The Meeting.
Beta: BlackRoseRaven109
Disclaimer: What belongs to me from the whole of Discworld is just the idea for this very story.
Riley Rigg's hands shivered a bit as the boy clutched the reanimation card. Before he died last month of a malignant brain tumor at only fifteen, never did he imagine the afterlife could be like that. At one moment the boy was lying in his hospital bed, surrounded by his grieving family, as he took his last breaths. The next, he was standing before the Pearly Gates in a very long queue consisting of what seemed like a neverending deluge of people of all races and all ages.
He went to heaven and heaven was just wonderful a place as Riley always thought. You could get everything you ever dreamed of, but you couldn't get when still alive. Flying? Okay, you instantly grew a pair of fluffy, feathery wings on which you could fly wherever you wanted. New look? If was enough to say the wish and instead of being the wrinkled infirm eighty-year-old you were at the time of your death, you were eighteen again; young and fresh. Meeting a famous person you always admired?
This was something Riley Riggs always wanted. Ever since nine-years-old when he discovered a complete set of books by Terry Pratchett on the shelves of the local library, he always considered him the greatest writer that ever lived. But even famous writers die – their time on Earth isn't unlimited, like it is in the case of ordinary mortals – and end up in the place where young Riley got to, just a couple of weeks before him. "Could I meet Pratchett?" he asked Tiffany Bowman, his best friend in heaven. Tiffany was very sociable and only a year older than he was when she died of a heart disease which was in the nineties. She seemed to know everybody there and knew everything about this place. Tiffany only blew a giant bubble of her herring flavored chewing gum – she wished for this original taste so she instantly got it, as it was heaven.
"Sure," she said, shrugging, as she knew more about heaven being here for a longer time than he was. "You only need to get a reanimation card. Otherwise famous people wouldn't have a moment of peace, couldn't get away from their fans. They will make an appointment for you two to meet, for an hour. I already did it with my favorite actress Marilyn Monroe a couple of years ago."
Riley only nodded – a small, almost unnoticeable movement of his head – but his heart was beating rapidly. He was going to meet great Terry Pratchett in person! He got a reanimation card from Saint Peter who explained to him how the whole procedure worked. All the boy needed to do was go to the special room in the specially separated part of heaven and write the name of the person he wanted to meet on the card and put it on the table in that room. Then the chosen person would come to him and they will have the whole hour to talk.
And now the shivering boy was standing in front of the massive door leading to the room where he was going to meet Terry Pratchett. He wrote "Terry Pratchett" on the card in the blanks and shyly knocked on the mahogany door. Only silence answered, so the boy turned the handle and came through the threshold. The room was small, and only a small wooden table was there in the middle. The boy got closer and put the card on it. It disappeared with a soft 'poof' as if it sunk into the table, but nothing happened.

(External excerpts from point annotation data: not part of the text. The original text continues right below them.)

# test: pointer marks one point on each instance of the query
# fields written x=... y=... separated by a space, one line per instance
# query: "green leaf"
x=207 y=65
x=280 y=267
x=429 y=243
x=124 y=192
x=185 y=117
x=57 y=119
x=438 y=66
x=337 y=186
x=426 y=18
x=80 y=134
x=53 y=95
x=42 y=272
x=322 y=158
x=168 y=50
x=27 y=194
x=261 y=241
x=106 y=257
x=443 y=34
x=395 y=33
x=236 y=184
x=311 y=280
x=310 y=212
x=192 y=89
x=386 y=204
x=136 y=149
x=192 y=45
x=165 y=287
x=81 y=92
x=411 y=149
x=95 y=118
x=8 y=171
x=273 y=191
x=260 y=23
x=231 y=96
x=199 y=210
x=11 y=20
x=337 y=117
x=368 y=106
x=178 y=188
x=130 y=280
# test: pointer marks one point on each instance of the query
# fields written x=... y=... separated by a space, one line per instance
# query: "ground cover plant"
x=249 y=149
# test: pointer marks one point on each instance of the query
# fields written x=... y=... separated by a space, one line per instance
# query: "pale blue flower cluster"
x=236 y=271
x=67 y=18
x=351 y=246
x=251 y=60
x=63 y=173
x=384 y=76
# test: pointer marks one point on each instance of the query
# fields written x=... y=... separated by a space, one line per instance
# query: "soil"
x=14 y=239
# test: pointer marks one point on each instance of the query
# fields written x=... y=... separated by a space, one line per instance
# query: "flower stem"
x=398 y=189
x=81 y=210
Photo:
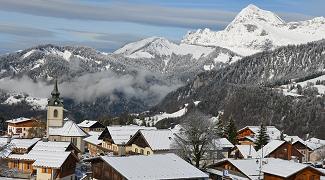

The boy looked around. There was another door in that small room, leading to... To where? The boy decided to find out. He got closer and like previously, turned the handle. The door opened with a soft swish. In front of the boy's eyes, there was another room, much bigger and elegantly furnished. There was also a table with two comfortable armchairs. In one of them someone was sitting. Pratchett? No. That man was a middle-aged gentleman, plump and with ruddy chubby cheeks revealing good health. He was looking attentively at the boy.
"Ekhem... good morning," the teen said, wondering who this mysterious man was.
"Good morning" the man said, smiling at the boy. "You wanted to talk to me, did you?"
"Not to you, to Terry Pratchett," Riley protested, shaking his head. "I put Terry Pratchett's name on the card. Who are you?"
"Well, Terry Pratchett," the man answered, in such a voice as if he was a bit surprised by the boy's words. "I don't know any other Terry Pratchett."
"Your name is Terry Pratchett? But you are not the writer, are you? I don't recognize you."
"A writer?" the man's voice was expressing pure stupefaction. "I never wrote a book in my life. Heck, I even hated writing essays at school when I was a boy." The obese man laughed as if the very thought of him writing something seemed incredibly hilarious to him. "I'm Terry Pratchett, a pig breeder from Nebraska."